Methods: We studied 21 patients (mean age, 40 ± 14 y; 13 men) with Crohn's Disease Activity Index (CDAI) scores greater than 200 who did not respond to therapy with steroids, immunomodulators, or anti-tumor necrosis factor-α agents. Patients were assigned randomly to groups given cannabis, twice daily, in the form of cigarettes containing 115 mg of Δ9-tetrahydrocannabinol (THC) or placebo containing cannabis flowers from which the THC had been extracted. Disease activity and laboratory tests were assessed during 8 weeks of treatment and 2 weeks thereafter.

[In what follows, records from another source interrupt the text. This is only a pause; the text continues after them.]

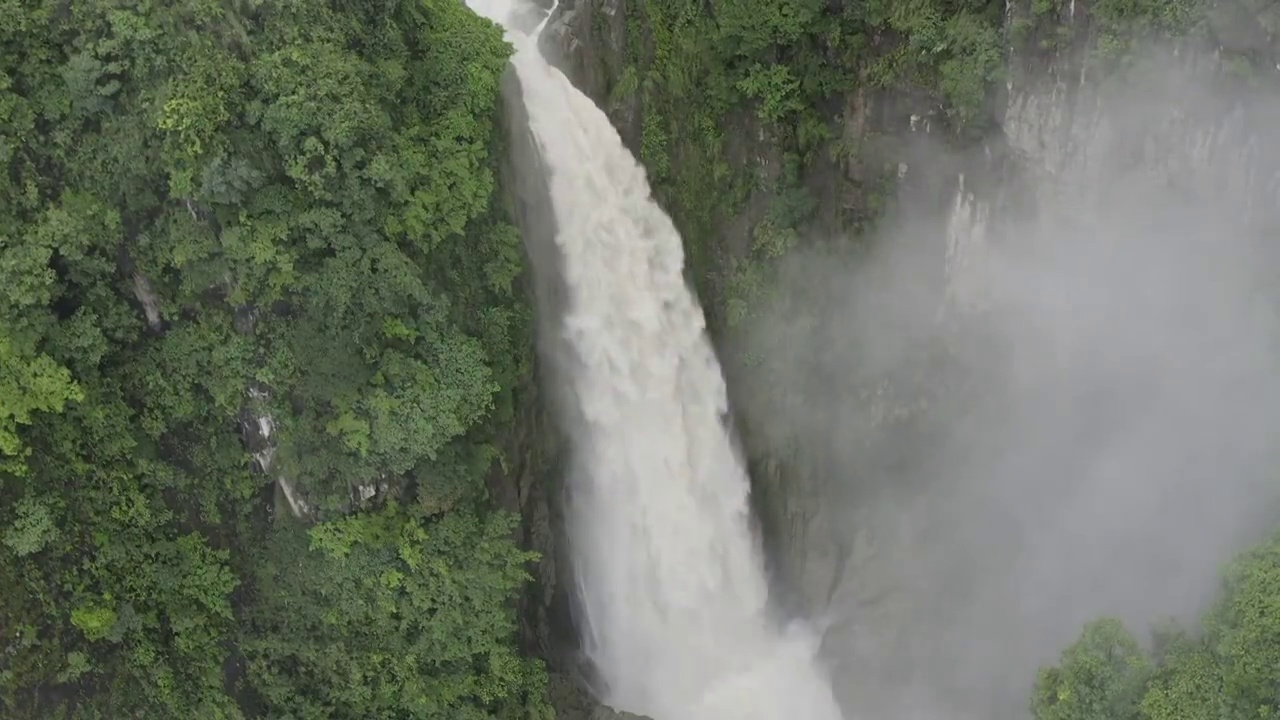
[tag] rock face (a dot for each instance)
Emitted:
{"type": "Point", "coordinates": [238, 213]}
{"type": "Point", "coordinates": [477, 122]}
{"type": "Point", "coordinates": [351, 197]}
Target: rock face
{"type": "Point", "coordinates": [1069, 142]}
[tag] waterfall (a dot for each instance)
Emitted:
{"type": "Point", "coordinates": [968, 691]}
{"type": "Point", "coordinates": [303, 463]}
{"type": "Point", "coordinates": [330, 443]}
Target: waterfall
{"type": "Point", "coordinates": [671, 582]}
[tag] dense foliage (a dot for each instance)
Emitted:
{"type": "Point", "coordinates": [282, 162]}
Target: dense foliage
{"type": "Point", "coordinates": [1228, 669]}
{"type": "Point", "coordinates": [268, 222]}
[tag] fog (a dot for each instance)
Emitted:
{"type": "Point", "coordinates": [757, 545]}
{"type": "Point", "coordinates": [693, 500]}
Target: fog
{"type": "Point", "coordinates": [1089, 431]}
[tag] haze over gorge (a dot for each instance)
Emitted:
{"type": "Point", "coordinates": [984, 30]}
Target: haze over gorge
{"type": "Point", "coordinates": [659, 359]}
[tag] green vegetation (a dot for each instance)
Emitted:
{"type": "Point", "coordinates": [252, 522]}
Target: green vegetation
{"type": "Point", "coordinates": [1229, 669]}
{"type": "Point", "coordinates": [777, 69]}
{"type": "Point", "coordinates": [216, 210]}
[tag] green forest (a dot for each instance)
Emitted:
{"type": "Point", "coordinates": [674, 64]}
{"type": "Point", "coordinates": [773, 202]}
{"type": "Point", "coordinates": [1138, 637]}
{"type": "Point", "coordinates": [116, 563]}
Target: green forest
{"type": "Point", "coordinates": [256, 250]}
{"type": "Point", "coordinates": [220, 210]}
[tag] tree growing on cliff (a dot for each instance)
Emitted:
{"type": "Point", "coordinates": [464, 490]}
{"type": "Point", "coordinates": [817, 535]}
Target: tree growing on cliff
{"type": "Point", "coordinates": [1228, 669]}
{"type": "Point", "coordinates": [218, 210]}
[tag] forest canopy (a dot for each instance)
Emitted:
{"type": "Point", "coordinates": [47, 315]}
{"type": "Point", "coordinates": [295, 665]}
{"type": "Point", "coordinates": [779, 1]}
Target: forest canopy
{"type": "Point", "coordinates": [247, 241]}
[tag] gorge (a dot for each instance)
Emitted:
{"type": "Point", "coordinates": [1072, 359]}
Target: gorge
{"type": "Point", "coordinates": [901, 360]}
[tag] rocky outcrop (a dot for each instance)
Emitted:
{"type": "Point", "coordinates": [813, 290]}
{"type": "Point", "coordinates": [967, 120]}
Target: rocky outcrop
{"type": "Point", "coordinates": [1072, 137]}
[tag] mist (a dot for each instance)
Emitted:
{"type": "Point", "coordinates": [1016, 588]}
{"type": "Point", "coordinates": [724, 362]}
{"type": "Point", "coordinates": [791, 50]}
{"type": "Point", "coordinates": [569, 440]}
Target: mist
{"type": "Point", "coordinates": [1075, 420]}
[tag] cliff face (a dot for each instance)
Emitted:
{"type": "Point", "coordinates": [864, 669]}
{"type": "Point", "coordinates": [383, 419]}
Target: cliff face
{"type": "Point", "coordinates": [1082, 124]}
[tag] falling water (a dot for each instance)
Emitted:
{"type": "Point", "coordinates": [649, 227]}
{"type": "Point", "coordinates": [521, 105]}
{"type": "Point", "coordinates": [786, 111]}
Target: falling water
{"type": "Point", "coordinates": [671, 582]}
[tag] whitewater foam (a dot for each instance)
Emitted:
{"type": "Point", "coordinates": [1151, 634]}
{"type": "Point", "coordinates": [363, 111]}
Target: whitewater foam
{"type": "Point", "coordinates": [671, 580]}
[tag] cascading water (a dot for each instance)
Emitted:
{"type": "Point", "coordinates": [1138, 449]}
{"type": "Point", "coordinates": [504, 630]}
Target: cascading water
{"type": "Point", "coordinates": [672, 586]}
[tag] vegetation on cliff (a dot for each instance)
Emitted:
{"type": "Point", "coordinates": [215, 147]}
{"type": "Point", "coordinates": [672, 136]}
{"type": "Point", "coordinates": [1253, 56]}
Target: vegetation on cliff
{"type": "Point", "coordinates": [228, 219]}
{"type": "Point", "coordinates": [1226, 669]}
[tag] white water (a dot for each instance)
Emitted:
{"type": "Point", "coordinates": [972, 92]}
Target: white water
{"type": "Point", "coordinates": [671, 582]}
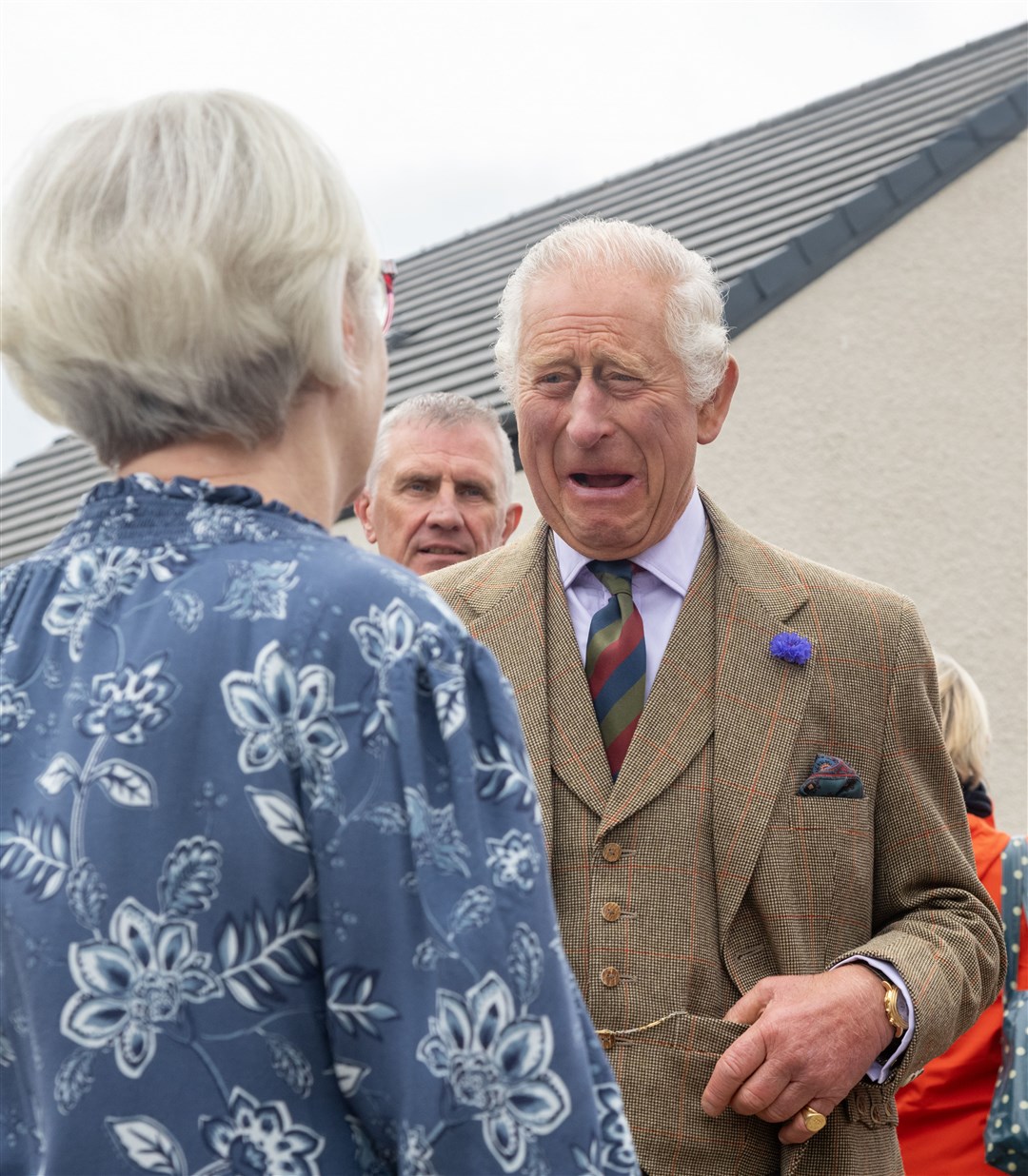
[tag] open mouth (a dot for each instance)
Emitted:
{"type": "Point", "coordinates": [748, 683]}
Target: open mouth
{"type": "Point", "coordinates": [602, 481]}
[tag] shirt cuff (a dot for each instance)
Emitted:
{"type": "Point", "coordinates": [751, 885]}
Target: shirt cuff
{"type": "Point", "coordinates": [879, 1069]}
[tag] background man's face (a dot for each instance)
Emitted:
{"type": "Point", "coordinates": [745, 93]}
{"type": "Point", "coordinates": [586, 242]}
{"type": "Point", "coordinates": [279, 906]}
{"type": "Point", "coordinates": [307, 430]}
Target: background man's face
{"type": "Point", "coordinates": [607, 432]}
{"type": "Point", "coordinates": [437, 500]}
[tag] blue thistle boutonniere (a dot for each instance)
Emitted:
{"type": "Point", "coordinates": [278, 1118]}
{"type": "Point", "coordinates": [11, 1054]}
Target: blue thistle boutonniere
{"type": "Point", "coordinates": [791, 647]}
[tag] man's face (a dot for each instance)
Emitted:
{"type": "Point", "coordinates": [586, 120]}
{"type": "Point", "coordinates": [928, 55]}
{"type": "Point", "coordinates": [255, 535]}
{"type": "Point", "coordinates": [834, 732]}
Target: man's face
{"type": "Point", "coordinates": [607, 433]}
{"type": "Point", "coordinates": [437, 500]}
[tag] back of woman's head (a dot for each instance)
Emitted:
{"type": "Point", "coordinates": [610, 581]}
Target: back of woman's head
{"type": "Point", "coordinates": [176, 269]}
{"type": "Point", "coordinates": [964, 720]}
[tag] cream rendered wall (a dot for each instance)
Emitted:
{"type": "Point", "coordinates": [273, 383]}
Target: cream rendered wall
{"type": "Point", "coordinates": [880, 427]}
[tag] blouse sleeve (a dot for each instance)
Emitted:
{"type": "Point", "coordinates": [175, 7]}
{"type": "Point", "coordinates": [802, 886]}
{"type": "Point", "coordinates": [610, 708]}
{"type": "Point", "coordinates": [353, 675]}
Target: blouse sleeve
{"type": "Point", "coordinates": [459, 1037]}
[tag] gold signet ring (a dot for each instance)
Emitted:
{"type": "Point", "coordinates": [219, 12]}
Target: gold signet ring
{"type": "Point", "coordinates": [813, 1120]}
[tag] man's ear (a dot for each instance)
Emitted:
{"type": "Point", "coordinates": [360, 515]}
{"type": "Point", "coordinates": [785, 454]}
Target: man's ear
{"type": "Point", "coordinates": [360, 508]}
{"type": "Point", "coordinates": [710, 415]}
{"type": "Point", "coordinates": [510, 521]}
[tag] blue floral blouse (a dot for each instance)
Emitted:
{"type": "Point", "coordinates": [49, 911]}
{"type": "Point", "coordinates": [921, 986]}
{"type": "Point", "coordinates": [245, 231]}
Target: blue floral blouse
{"type": "Point", "coordinates": [274, 892]}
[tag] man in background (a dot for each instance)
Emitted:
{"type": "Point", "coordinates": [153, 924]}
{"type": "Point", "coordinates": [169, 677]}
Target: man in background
{"type": "Point", "coordinates": [750, 813]}
{"type": "Point", "coordinates": [440, 483]}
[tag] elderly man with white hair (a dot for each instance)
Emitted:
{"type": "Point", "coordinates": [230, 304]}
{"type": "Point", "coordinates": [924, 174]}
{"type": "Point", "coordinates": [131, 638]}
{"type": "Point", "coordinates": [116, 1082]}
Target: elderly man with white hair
{"type": "Point", "coordinates": [440, 484]}
{"type": "Point", "coordinates": [757, 840]}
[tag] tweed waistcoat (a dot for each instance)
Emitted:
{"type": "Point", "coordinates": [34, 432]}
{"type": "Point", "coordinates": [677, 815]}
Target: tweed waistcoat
{"type": "Point", "coordinates": [637, 960]}
{"type": "Point", "coordinates": [797, 886]}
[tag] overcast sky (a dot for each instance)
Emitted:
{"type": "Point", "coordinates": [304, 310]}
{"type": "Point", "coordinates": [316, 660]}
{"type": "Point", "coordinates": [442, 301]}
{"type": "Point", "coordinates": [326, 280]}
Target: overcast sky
{"type": "Point", "coordinates": [449, 114]}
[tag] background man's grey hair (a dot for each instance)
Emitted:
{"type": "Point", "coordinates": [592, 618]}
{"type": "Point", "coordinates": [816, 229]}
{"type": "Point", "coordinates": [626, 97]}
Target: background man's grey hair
{"type": "Point", "coordinates": [176, 268]}
{"type": "Point", "coordinates": [695, 307]}
{"type": "Point", "coordinates": [447, 410]}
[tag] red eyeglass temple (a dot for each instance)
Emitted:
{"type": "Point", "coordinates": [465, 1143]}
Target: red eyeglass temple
{"type": "Point", "coordinates": [388, 278]}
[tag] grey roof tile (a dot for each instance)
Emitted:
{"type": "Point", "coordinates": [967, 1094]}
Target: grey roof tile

Results: Complete remission (CDAI score, <150) was achieved by 5 of 11 subjects in the cannabis group (45%) and 1 of 10 in the placebo group (10%; P = .43). A clinical response (decrease in CDAI score of >100) was observed in 10 of 11 subjects in the cannabis group (90%; from 330 ± 105 to 152 ± 109) and 4 of 10 in the placebo group (40%; from 373 ± 94 to 306 ± 143; P = .028). Three patients in the cannabis group were weaned from steroid dependency. Subjects receiving cannabis reported improved appetite and sleep, with no significant side effects.
Conclusions: Although the primary end point of the study (induction of remission) was not achieved, a short course (8 weeks) of THC-rich cannabis produced significant clinical, steroid-free benefits to 10 of 11 patients with active Crohn's disease, compared with placebo, without side effects. Further studies, with larger patient groups and a nonsmoking mode of intake, are warranted. ClinicalTrials.gov, NCT01040910.
Keywords: C-reactive protein; CBD; CDAI; CRP; Cannabinoids; Crohn's Disease; Crohn's Disease Activity Index; Endocannabinoid; IBD; Inflammation; Inflammatory Bowel Disease; SF-36; Short-Form 36; THC; TNF; cannabidiol; inflammatory bowel disease; tumor necrosis factor; Δ9-tetrahydrocannabinol.